I'm always surprised by how fast these little creatures are, considering how they are often associated with being so slow. If I'd asked this particular snail to deliver my mail it probably would have been a strong rival to Royal Mail! Let's just hope he doesn't use his speed to return to my garden any time soon.
Okay, so the squirrel isn't really in my garden. This is Princes Street Gardens in Edinburgh, where squirrels hang out like inquisitive children or akin to the pigeons in pretty much every town square. They're bold and fearless and will happily come up and sit on a bench or the grass with you, waiting for you to share your lunch. I seem to have this affinity with nearly all animals, who think I will be happy to share my lunch with them and they also enjoy coming up for a lick/nibble on my vegetarian flesh (I've decided I must just smell of vegetables or gardens or something). I'm not as much of a fan of them as they are of me (up close anyway), and prefer to admire from at least a slight distance!!

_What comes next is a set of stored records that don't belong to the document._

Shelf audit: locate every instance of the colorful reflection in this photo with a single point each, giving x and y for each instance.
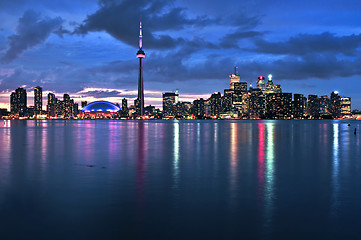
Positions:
(335, 169)
(261, 159)
(176, 153)
(269, 173)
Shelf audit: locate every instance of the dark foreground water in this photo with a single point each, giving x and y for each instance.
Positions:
(180, 180)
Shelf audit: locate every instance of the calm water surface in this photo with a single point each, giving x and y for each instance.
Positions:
(180, 180)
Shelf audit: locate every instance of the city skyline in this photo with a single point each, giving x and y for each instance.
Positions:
(65, 49)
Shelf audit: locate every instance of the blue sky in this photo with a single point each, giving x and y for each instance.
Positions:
(88, 48)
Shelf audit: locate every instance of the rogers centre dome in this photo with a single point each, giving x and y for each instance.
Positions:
(101, 106)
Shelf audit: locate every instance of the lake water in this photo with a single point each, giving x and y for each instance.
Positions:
(89, 179)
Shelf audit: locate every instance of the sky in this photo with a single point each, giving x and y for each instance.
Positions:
(88, 48)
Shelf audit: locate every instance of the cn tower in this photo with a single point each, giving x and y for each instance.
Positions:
(140, 55)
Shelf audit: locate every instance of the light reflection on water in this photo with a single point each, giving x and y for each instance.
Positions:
(170, 179)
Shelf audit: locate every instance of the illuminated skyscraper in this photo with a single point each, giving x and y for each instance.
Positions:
(18, 102)
(125, 107)
(324, 106)
(345, 106)
(335, 104)
(234, 78)
(298, 105)
(38, 100)
(170, 99)
(313, 106)
(51, 107)
(261, 83)
(140, 54)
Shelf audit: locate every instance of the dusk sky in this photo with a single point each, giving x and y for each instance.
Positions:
(88, 48)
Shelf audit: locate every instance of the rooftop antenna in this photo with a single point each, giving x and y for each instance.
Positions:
(140, 34)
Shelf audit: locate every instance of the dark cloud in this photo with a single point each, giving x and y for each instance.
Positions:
(101, 94)
(303, 44)
(231, 40)
(32, 30)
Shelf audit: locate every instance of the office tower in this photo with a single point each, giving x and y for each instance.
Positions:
(227, 100)
(216, 103)
(261, 83)
(234, 78)
(256, 103)
(183, 108)
(170, 99)
(75, 109)
(67, 106)
(271, 87)
(313, 106)
(345, 104)
(198, 108)
(51, 107)
(38, 100)
(125, 107)
(279, 105)
(324, 106)
(298, 106)
(18, 102)
(335, 108)
(140, 54)
(240, 87)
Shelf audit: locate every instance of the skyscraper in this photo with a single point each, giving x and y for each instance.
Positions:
(313, 106)
(38, 100)
(234, 78)
(345, 105)
(261, 83)
(298, 106)
(335, 104)
(51, 108)
(18, 102)
(170, 100)
(125, 107)
(140, 54)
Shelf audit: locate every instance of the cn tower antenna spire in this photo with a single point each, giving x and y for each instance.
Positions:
(140, 35)
(139, 103)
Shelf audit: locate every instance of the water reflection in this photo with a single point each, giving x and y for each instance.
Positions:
(175, 153)
(269, 174)
(335, 170)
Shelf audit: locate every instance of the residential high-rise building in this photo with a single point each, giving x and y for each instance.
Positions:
(256, 103)
(67, 106)
(345, 106)
(298, 106)
(234, 78)
(227, 100)
(261, 84)
(18, 102)
(170, 99)
(313, 106)
(198, 108)
(183, 108)
(125, 107)
(51, 107)
(84, 103)
(271, 87)
(335, 105)
(324, 106)
(216, 103)
(279, 105)
(140, 56)
(38, 100)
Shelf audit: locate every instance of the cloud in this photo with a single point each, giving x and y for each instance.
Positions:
(32, 30)
(303, 44)
(231, 40)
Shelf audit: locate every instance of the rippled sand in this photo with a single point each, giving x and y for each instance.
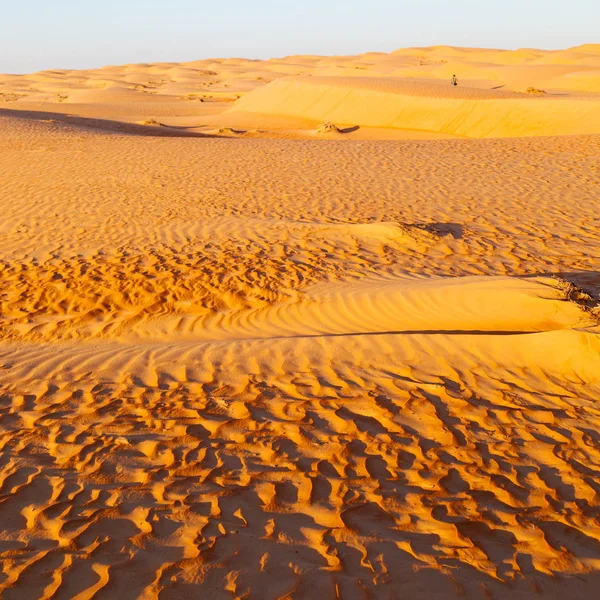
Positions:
(296, 368)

Apologies for the terrible photo, but this was literally snapped in the middle of the night in the pitch dark, using only the phone camera light. And the wee thing was on the move. I discovered it when I went round in the dark to pull the bin around, having remembered moments before heading up to bed that the bins get collected the next morning.

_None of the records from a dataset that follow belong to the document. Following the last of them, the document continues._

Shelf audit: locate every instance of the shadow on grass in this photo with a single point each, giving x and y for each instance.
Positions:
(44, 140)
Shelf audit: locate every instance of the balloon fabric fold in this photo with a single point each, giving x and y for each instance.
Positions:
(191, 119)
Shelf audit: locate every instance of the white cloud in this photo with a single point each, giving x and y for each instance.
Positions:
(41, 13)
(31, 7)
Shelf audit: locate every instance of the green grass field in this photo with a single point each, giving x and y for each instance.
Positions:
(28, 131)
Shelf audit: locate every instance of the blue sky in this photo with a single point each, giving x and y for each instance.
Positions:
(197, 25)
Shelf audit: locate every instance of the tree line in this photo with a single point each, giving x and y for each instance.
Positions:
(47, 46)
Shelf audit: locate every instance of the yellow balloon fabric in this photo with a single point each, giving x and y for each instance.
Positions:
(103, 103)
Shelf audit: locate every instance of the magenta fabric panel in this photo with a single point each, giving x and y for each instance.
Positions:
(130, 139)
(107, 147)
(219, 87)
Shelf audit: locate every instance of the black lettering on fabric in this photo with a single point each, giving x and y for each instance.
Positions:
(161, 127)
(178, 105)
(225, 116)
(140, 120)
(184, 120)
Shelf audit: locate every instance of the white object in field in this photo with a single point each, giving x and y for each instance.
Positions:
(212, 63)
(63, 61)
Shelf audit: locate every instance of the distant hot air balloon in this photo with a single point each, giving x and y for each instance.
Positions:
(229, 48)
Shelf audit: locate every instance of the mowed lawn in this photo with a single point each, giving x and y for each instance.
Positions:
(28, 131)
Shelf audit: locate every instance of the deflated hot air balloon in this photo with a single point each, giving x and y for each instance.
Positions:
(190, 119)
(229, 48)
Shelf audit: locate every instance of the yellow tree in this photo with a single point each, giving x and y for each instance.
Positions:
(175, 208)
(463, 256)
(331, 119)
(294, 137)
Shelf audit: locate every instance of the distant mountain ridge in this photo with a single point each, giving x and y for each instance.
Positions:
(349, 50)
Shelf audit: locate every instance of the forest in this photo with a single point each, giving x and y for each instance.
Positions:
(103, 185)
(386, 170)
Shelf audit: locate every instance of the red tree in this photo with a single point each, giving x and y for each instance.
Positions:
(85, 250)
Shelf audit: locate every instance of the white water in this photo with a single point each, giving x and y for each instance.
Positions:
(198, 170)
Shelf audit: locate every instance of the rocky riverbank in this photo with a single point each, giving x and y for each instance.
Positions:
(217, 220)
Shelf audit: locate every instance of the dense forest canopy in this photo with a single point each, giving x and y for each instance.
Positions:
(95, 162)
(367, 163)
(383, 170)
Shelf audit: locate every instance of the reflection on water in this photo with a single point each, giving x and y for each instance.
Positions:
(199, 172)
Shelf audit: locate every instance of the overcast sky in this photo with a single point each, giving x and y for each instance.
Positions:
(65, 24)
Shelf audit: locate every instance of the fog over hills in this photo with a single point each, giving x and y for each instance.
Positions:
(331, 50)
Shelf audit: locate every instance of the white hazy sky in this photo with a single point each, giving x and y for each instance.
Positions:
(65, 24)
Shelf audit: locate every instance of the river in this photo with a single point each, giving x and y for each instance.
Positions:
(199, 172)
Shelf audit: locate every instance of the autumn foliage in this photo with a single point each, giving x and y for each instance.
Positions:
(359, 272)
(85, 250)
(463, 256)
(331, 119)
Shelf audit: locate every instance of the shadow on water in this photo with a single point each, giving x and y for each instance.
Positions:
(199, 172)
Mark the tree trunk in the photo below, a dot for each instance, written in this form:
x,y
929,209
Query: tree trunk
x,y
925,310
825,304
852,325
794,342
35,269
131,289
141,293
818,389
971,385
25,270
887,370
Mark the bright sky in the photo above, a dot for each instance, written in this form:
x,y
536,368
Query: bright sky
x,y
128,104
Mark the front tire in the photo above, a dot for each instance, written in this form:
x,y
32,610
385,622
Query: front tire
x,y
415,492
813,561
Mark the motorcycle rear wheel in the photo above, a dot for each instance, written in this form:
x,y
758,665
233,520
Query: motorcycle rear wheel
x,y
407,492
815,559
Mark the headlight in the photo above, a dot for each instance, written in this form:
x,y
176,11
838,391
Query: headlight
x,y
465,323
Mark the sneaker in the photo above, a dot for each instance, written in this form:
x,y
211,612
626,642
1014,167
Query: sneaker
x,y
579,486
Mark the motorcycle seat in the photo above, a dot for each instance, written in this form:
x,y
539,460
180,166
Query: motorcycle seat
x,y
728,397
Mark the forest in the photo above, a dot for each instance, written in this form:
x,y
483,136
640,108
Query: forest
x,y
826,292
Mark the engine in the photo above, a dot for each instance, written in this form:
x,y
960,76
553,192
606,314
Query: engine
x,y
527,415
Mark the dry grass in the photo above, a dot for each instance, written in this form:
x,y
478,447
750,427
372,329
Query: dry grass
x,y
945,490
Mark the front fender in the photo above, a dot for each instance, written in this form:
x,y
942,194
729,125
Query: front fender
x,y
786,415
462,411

So in a frantic moment I raced around the back, from the front (the idea being I would come back into the front of the house from the street). Just as well, as if I'd gone straight out the back I may have mowed this poor thing down with a wheelie bin! I got to the corner and heard an animal sniffing in retort with great alarm, and as it was on the stones it made quite a noise retracting from my foot which landed directly next to it.
At first I thought it might be a cat judging by the noises it made, plus there is a local cat who likes to hang around in our garden/on our doorstep waiting for us to come out/come home and on occasion has even sneaked into the house! But as I passed the corner and looked back, the tiniest illumination from next door's security light showed that whatever was there was entirely too small to be a cat.
Turning on my phone light I was very pleasantly surprised to see a hedgehog! I've not seen a wild one for a large number of years, in fact only once before have I encountered one so closely. Hoping not to repeat the first experience of being bitten on the toes by one (I was about 8 and had orange flowery boots on) I slowly approached it, and tried to take a photo without frightening it. Of course like all wild creatures, it moved the second I took the photo and proceeded to crawl across the path and into the hedge.
I'm thrilled to have seen one, and hope to see it again in my garden. It is welcome to eat all the slugs that plaque my garden and continue making its adorable unimpressed snuffling noises!